İçeriği ne olursa olsun toplumda bir sorun varsa, daha büyümeden çözülmesi, çatışmaya dönüşmeden bitirilmesi gerekir. Ki, bunun için uzlaşmacı bir dil şarttır.
Toplumsal kaosların nedeni genelde, siyasette iletişim sürecinin sağlıklı yürütülmemesiyle ilgilidir çünkü.
Kendi aralarında bile iletişim kurmayı başaramayanların, anlaşılmaz bir dille düşman cepheler oluşturanların, yarın seçmenlerine kendilerini hangi dille anlatacakları merak konusu…?
Son yıllarda vücut dili üzerine eğitim alan siyasilerin aynı ihtimamı konuşma dilinede göstermeleri gerekiyor. İnsan ne çekerse dilinden, bir de akılsız kafasından çekermiş.
İnsanı toplum içinde saygın kılan, düşünebilme yetisi ve düşündüğünü dile getirme kapasitesidir.
Siyasi kimlikler bu yeteneklerini en açık eden insanlardır. Dolayısıyla çatışmacı bir dil ve görüntü yerine duygularını yönetmek, öfkelerini kontrol etmek ve de kullandıkları dile dikkat etmek siyasilerde olması gerekendir.
Gelelim asıl konuya..
Bazı toplumsal sorunlar siyaset üstü kabul edilmeli, anlamsız bir inat uğruna ülke geleceği tehlikeye atılmamalıdır.
Başarısız kaldığınız bir konuda, bir başkası fikrini söylüyor ve çözüm üretiyorsa bunu duymazdan gelmeniz kibir duygunuzun, dilinizi olduğu kadar aklınızı da esir aldığının göstergesidir.
Dolayısıyla sığınmacılar sorununu çözmek için yola çıkanları, sırf siyasi rekabet ve konunun üstünü kapatmak çabasıyla yolun dışına atmaya çalışanları da, dilleriyle başka sorunlar yaratarak toplumu gerenleri de Türk Milleti izlemektedir.
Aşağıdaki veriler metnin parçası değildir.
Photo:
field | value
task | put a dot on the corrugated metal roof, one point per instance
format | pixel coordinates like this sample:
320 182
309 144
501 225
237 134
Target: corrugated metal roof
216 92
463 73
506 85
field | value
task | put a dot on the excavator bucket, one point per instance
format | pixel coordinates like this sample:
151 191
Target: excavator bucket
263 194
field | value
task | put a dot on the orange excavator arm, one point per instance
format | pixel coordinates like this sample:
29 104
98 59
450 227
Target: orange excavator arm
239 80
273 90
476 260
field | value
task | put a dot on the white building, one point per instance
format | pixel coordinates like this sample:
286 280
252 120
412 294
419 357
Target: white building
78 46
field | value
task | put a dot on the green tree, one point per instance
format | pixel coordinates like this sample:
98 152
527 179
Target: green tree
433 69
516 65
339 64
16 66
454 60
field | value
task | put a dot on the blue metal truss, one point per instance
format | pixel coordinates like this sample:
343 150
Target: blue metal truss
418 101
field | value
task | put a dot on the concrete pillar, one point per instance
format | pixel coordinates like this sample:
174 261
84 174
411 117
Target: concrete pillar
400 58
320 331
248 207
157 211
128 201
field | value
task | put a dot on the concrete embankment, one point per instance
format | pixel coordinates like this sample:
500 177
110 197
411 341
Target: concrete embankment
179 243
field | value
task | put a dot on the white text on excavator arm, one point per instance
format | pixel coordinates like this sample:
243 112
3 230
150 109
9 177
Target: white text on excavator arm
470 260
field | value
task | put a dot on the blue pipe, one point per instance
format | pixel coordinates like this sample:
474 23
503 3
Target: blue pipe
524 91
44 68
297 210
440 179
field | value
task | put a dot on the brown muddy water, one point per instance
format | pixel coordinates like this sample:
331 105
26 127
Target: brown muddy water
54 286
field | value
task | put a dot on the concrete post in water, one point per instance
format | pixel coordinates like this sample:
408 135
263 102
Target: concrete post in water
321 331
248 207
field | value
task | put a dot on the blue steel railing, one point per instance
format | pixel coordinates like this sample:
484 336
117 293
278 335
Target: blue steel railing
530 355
Mevcut siyasi ittifaklar sanki kendilerinden başka siyasi parti yokmuş, kendilerinden başka hiçbir parti de çözüm üretemezmiş anlayışı içindeler. Üstelik bu anlayışın yarın daha büyük siyasi kazalara neden olabileceğini düşünmüyorlar…
Sığınmacılar meselesinde olduğu gibi…
Mesele sığınmacılar konusunun Millet ve Cumhur ittifakı tarafından görmezden gelinmesi, Zafer Partisi Genel Başkanı Ümit Özdağ’ın endişelerine kulak verilmemesi.
Sonuç olarak; Gittikçe büyüyen sığınmacılar sorunu için bütün partiler acilen iletişime geçmeli, Ümit Özdağ tarafından ortaya konulan çözüm artık açık açık konuşulmalıdır.